Mueller, who testified on Chreky's behalf, said LabCorp should have simply rerun the tests. Instead, LabCorp omitted the two remaining columns from its report. Stuhlmiller's report did not mention the omitted tests, which he acknowledged could have precluded Chreky as the father.

And then there was Stuhlmiller's workload. He told the judge he personally reviewed 30,000 paternity cases a year, working 10 hours a day with no lunch break, 40 weeks a year, with time away for training and vacation. "And that would be 15 [reports] an hour, is that right?" Chreky's lead attorney, Glenn C. Lewis, asked him.

"Correct," Stuhlmiller answered.

Stuhlmiller declined to comment, but Smith, the LabCorp spokesman, said focusing on Stuhlmiller ignored the time spent by other lab personnel compiling the data. "I don't think it's a fair representation of the amount of time or care that we spent to make sure that was a fair review," Smith said.

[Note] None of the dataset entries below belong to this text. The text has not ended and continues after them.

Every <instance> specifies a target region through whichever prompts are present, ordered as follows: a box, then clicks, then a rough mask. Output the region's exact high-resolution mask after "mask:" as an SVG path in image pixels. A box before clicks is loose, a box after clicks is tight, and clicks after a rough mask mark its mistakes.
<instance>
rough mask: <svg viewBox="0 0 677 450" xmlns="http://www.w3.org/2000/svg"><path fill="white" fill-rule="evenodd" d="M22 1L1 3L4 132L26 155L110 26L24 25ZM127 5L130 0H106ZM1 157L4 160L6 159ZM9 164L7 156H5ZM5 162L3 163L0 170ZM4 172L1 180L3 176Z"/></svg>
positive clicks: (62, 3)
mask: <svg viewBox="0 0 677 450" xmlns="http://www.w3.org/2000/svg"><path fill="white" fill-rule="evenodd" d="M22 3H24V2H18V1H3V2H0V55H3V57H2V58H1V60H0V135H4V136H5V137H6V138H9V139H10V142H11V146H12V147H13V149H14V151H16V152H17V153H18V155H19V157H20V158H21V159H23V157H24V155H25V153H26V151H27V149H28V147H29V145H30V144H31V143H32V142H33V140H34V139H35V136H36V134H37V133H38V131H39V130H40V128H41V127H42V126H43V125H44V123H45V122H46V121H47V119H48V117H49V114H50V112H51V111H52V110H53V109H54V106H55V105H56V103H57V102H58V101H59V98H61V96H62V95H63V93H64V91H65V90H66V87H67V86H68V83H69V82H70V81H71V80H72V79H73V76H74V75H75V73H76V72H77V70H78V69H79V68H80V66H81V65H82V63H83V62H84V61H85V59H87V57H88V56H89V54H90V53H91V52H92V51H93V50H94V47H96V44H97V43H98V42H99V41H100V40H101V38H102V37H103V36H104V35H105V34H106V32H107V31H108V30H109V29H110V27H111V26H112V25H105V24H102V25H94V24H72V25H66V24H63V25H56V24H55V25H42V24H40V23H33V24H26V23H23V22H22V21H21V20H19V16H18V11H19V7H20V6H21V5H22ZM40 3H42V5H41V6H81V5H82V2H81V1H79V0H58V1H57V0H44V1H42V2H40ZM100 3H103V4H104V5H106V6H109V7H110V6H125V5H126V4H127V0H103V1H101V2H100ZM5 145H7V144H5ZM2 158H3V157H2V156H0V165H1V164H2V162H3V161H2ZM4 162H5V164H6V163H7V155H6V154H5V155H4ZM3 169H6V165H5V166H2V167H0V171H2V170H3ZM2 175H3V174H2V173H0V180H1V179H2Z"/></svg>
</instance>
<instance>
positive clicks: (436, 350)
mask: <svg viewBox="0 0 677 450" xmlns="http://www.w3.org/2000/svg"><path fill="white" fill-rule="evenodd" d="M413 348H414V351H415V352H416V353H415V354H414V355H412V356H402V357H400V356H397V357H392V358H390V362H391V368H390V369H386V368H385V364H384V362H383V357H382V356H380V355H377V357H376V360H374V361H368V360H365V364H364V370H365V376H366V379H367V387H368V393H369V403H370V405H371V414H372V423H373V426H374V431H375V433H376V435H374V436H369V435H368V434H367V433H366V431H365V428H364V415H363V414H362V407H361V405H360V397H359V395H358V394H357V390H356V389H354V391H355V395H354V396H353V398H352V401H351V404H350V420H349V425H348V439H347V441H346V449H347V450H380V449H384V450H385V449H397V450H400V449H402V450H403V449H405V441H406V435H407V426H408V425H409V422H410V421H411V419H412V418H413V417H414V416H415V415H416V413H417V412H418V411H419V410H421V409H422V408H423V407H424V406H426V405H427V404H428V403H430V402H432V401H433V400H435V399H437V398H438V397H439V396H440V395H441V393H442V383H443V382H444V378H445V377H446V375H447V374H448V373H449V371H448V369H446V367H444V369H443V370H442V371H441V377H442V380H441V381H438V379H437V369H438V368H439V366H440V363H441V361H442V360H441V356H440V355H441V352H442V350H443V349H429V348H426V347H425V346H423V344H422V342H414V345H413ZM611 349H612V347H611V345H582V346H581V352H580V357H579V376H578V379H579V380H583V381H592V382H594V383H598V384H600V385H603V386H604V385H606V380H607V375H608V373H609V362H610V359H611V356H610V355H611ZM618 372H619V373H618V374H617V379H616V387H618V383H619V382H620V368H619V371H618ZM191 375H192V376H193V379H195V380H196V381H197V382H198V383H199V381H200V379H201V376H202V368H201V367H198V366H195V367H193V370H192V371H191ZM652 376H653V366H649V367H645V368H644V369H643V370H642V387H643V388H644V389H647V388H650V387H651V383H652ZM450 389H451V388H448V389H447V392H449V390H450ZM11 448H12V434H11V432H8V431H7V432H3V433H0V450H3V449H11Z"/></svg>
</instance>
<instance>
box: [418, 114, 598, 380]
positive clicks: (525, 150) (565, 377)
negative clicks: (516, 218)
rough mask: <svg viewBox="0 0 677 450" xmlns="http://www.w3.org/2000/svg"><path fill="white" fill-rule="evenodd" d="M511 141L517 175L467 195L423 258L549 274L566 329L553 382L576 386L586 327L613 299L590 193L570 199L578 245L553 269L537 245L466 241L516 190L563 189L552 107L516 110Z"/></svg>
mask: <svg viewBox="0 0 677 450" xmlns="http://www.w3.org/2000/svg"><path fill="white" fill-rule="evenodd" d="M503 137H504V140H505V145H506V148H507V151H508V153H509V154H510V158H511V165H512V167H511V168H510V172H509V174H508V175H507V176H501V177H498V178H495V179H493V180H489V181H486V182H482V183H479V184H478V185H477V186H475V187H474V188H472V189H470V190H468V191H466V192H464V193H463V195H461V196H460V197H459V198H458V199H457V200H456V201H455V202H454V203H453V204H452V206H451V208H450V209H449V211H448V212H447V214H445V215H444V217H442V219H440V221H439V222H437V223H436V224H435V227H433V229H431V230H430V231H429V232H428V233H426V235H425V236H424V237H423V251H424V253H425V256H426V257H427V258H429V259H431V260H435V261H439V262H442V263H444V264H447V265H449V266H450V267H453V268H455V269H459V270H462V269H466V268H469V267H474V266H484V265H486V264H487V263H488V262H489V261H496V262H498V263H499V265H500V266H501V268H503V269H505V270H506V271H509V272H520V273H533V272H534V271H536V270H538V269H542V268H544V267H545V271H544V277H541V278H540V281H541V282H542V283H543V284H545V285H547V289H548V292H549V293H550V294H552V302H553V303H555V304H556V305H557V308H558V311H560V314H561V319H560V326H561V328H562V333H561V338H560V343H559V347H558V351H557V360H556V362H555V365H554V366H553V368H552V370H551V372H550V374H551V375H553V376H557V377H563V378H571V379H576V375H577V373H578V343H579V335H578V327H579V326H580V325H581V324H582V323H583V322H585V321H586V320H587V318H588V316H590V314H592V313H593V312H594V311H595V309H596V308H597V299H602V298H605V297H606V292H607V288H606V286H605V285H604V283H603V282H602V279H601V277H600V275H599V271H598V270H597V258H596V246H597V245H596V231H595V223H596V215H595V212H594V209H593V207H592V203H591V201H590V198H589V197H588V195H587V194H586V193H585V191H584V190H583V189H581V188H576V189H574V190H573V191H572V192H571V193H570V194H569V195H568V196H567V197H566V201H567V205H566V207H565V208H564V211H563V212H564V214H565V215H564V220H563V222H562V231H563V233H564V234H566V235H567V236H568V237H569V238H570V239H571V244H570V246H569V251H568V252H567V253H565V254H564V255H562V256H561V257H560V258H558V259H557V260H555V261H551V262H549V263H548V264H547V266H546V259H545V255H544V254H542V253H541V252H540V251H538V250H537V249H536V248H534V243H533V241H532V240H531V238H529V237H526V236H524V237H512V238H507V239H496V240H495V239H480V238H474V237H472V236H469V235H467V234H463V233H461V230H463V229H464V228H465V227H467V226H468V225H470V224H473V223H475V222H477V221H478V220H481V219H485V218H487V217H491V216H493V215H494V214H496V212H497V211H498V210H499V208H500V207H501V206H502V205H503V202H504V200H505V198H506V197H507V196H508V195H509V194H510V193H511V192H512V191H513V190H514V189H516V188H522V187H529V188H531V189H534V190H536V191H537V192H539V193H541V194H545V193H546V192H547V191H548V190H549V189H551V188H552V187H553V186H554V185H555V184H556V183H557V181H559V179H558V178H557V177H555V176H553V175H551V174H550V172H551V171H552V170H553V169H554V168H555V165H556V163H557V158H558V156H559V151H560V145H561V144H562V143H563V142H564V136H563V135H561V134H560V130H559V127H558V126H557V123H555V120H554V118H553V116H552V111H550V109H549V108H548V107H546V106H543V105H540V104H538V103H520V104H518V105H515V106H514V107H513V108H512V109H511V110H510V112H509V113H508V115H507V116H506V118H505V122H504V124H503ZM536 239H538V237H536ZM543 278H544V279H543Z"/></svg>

LabCorp has performed Virginia's paternity testing since 2001 and charges the state $39.50 per test, or about $120 per case. State statistics show LabCorp was paid $797,000 last year and did almost 20,000 tests. LabCorp began paternity testing in 14 of Maryland's 24 jurisdictions in October and had performed about 6,000 tests through July.

Stitt found LabCorp's "99.99 percent" report "not statistically valid." Combining that with his distrust of Doudaklian's testimony, Stitt ruled that the state had "failed to prove by clear and convincing evidence that Andre Chreky is the father of Andrew Lucas."

How could a judge discard a seemingly definitive DNA report? Experts said it was virtually unheard of.

But Mueller pointed to a number of incidents of lab error in recent years, including allegations of problems with crime labs in Houston and Richmond.

Crime labs in Philadelphia and Minnesota were later discovered to have sent out "false matches."

"It's a terribly important issue," Mueller said. "People involved in doing these techniques make mistakes that are not involved with technology. . . . Until you get humans out of the system, these things can happen."

Chreky is no scientist. He said he just knew that this was something he needed to fight. Most people don't have the means to contest a "99.99 percent" finding. His wife, Serena, said the couple spent more than $200,000 to fight the case.

Chreky said he spent much of the past three years overwhelmed with anxiety about the case. "I've been getting up at 3:30, sleeping a couple of hours a night," he said. "I tried to keep busy. You don't want to think about it."